たとえば2015年には、国立大学における国旗掲揚・国歌斉唱に関して「(大学が)税金によって賄われているということに鑑みれば、言わば新教育基本法の方針にのっとって正しく実施されるべき」(4月9日参院予算委)と答弁。その2カ月後、安倍首相の片腕である当時の下村博文文科相は、全国の国立大学の学長に対して卒業式・入学式での「日の丸」掲揚・「君が代」斉唱を実施するよう事実上の要請をした。
さらに、2017年2月に厚労省が公表した「保育所保育指針」改定案には、3歳以上の幼児に対象に「保育所内外の行事において国旗に親しむ」ことや、「正月や節句など我が国の伝統的な行事、国歌、唱歌、わらべうたや我が国の伝統的な遊びに親しんだり」と新たに記載。この保育所保育指針は実際に2018年に施行された。同年には、文科省も「幼稚園教育要領」改定案でそれまでにあった「国旗」だけでなく「国歌」への「親しむ」を追加していた。
もはや、完全にマインドコントロールの域だろう。安倍政権は、戦中の天皇礼賛の意味も知らない幼児たちに「君が代」を刷り込ませようとしている。そう受け止めるしかない。
こう言うと、必ずネット右翼や安倍応援団たちは「国民が日本国旗と国歌に敬意を払って何が悪い」「日本人として当たり前の愛国」「命令に従わない公務員は処分されて当然」などと言い出すが、「日の丸」「君が代」をめぐる問題は個人の思想信条の問題だ。よく考えてほしい。国歌斉唱や国旗に起立をしないことが、いったい誰の権利を侵害しているというのか。
むしろ、こうしたネトウヨたちの声こそ、安倍政権が拡大しようとしている「日の丸」「君が代」強制の本質を示しているだろう。ようするに、それは「国家に服従しない人間は反日である」という国家権力による圧力なのだ。究極的に向かう先は、どれだけ個人が嫌だと思っていても「お国のために死に、お国のために殺す」ことを強いられた戦中の再現に他ならない。
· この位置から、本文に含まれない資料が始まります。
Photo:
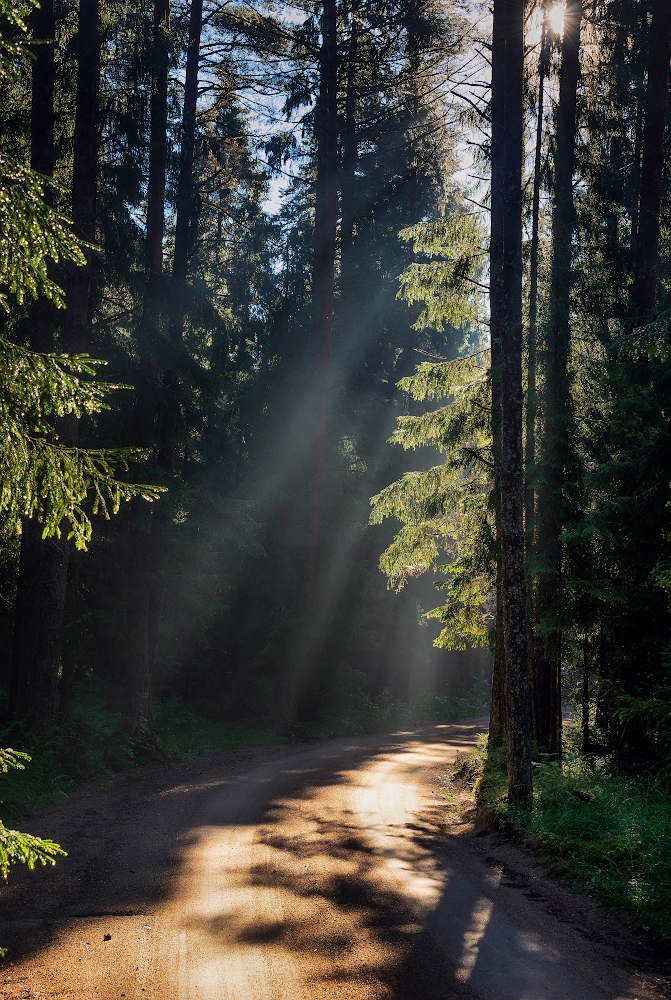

その意味でも、今回のILOによる是正勧告は極めて重要だ。これまでどれだけ国際社会から指摘されても、都合の悪いことはほとんど無視してきた安倍政権の体質を考えると、勧告を素直に受け入れるとは思えないが、少なくともわたしたちは、現在の「日の丸」「君が代」強制をめぐる日本の状況がいかに異常であるかをあらためて胸に刻むべきである。